Bangladesh has also shut down several websites critical of the government for spreading "misinformation" on Covid.
And in Nepal, Bidya Shreshta, an activist from the indigenous Newar community, told the BBC that the government has used the pandemic as a means to persecute the group.
During the pandemic, Ms Shreshta says, officials violated a Supreme Court order and or went ahead with the demolition of 46 houses in the Newar's traditional settlements in the Kathmandu valley, making way for a new road.

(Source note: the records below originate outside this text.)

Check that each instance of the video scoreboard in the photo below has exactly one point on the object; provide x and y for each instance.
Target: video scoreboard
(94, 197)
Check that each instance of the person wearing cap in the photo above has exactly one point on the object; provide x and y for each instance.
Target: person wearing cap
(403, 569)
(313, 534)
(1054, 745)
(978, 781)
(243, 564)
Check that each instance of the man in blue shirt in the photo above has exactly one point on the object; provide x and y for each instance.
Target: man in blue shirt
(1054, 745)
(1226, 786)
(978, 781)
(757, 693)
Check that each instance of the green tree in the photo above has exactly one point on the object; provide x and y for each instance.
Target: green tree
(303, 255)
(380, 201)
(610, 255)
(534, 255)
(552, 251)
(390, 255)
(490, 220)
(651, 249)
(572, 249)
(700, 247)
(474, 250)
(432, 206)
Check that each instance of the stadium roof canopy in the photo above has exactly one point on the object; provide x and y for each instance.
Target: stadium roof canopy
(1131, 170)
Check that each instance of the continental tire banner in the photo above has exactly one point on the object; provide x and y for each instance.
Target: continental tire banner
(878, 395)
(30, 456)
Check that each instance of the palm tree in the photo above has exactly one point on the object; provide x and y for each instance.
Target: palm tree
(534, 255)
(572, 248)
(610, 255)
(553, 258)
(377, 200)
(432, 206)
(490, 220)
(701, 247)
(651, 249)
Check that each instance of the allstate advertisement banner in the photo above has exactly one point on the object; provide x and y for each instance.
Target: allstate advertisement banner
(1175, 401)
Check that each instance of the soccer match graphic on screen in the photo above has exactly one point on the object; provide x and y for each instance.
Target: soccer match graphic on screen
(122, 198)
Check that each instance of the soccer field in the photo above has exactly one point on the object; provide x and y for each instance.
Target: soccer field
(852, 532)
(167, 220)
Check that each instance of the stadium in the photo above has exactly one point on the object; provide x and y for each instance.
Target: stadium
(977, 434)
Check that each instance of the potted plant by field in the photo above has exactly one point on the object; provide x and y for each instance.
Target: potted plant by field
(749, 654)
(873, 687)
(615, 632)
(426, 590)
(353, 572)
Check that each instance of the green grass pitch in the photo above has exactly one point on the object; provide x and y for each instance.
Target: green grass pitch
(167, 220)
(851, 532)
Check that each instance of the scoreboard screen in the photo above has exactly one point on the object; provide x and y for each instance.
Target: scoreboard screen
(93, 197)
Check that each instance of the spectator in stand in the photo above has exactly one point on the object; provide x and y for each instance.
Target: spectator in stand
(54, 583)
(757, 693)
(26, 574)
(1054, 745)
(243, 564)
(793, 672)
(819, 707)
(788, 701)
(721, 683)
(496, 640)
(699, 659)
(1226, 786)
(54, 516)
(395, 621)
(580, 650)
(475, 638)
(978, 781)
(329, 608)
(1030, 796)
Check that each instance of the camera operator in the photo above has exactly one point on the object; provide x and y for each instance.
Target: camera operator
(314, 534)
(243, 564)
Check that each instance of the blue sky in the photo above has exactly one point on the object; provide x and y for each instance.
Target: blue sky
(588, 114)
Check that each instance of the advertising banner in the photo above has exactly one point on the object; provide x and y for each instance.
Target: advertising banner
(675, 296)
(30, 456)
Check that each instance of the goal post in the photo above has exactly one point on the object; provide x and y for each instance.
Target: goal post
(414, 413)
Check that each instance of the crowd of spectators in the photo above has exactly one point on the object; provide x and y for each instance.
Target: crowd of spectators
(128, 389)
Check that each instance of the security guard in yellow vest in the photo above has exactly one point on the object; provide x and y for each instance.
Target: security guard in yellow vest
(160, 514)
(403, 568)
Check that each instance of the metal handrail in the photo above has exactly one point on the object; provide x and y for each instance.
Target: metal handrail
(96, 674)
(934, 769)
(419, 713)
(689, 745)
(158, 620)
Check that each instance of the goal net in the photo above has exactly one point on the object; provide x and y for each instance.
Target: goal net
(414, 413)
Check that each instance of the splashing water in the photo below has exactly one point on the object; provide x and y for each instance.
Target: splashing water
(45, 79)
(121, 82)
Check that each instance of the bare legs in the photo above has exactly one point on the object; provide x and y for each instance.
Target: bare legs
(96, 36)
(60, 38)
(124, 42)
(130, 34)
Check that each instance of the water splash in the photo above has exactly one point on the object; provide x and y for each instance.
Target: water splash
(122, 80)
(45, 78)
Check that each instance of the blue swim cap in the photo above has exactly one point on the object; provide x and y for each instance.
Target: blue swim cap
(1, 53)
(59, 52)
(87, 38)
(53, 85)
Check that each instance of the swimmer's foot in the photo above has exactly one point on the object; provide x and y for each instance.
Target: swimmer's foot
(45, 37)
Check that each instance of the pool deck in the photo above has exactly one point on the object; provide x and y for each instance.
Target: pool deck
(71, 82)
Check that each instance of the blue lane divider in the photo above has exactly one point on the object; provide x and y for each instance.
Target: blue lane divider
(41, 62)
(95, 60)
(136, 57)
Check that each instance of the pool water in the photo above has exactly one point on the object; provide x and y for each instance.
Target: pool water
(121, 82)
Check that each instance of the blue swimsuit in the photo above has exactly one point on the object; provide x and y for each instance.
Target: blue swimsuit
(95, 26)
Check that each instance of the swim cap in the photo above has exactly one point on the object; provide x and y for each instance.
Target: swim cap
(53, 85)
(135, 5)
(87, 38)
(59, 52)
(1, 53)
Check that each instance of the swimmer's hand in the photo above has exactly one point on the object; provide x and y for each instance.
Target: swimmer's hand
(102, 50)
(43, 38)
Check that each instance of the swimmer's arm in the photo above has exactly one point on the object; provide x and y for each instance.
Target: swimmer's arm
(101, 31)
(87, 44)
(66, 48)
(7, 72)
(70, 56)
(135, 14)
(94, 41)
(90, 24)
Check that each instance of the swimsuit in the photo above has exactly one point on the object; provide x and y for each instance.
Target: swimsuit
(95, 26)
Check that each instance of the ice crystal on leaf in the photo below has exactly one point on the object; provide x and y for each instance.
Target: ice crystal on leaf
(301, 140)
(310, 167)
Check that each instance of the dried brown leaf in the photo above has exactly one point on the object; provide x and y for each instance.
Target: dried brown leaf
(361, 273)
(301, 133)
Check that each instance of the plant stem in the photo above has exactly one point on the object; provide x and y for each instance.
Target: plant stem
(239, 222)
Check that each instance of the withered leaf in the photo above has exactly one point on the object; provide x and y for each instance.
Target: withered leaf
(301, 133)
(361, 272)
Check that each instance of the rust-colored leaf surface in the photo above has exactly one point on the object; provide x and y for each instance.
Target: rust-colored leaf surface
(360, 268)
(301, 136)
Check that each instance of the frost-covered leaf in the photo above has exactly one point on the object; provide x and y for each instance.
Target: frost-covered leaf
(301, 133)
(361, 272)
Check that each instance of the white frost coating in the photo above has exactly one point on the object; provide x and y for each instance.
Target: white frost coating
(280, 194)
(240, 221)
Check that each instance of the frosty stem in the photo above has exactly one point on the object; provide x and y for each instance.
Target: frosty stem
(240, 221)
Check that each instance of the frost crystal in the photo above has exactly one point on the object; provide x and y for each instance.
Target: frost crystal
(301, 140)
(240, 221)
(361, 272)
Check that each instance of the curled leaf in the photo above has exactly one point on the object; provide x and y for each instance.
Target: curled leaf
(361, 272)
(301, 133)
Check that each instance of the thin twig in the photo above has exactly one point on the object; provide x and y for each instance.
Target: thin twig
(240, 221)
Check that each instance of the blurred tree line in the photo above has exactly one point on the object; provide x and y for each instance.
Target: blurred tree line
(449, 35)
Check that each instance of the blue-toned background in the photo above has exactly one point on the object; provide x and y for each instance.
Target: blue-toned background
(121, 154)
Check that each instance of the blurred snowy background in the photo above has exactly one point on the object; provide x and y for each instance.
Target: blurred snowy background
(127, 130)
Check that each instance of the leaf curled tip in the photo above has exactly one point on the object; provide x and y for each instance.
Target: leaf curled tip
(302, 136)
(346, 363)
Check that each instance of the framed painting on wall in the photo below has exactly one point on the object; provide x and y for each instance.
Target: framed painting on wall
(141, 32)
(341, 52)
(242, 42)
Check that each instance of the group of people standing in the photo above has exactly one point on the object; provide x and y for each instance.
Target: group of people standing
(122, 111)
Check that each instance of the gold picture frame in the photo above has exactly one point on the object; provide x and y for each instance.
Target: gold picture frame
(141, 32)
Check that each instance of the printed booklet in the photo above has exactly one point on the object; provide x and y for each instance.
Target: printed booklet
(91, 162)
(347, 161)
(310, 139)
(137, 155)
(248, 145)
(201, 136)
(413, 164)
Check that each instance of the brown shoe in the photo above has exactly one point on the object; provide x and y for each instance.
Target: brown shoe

Officials ignored protest, some of which were dispersed forcibly. The government says that the locals need to communicate their concerns through "proper channels" and has vowed that the building of the highway will go ahead because it's for the "public good".
The Civicus report also cites Cambodia, Thailand, Sri Lanka and Vietnam as countries of concern as they have all seen the targeting of individuals with disproportionately harsh penalties - many of which were handed down for spreading allegedly false information about the pandemic.
And countries like Myanmar have been criticised for using "terrorism" as an excuse to justify restrictions on freedom of expression.
Sometimes though, government action is not directly related to the pandemic - but whether it could have happened without it will never be known.
In Hong Kong, the passage of the national security law in June - after the virus virtually ended the almost daily protests seen across the city - has had a chilling effect on its pro-democracy movement.
Other things are definitely related to the pandemic but, on the surface, benign.
The employment of surveillance technologies in countries like South Korea, Singapore, Taiwan and Hong Kong, has proved immensely effective in controlling the virus, but the ICJ has expressed concern that they may continue to be used even when the pandemic ends.
Mr Benedict feels that in many of these countries, civil society organisations have stepped up to fill the gaps entered by the government. And he also takes heart that protests are still continuing in many countries such as the anti-monarchy protests in Thailand and the "omnibus" job creation law in Indonesia.
However, the impact of many of the laws passed and arrests made this year are likely to last long after the pandemic is over.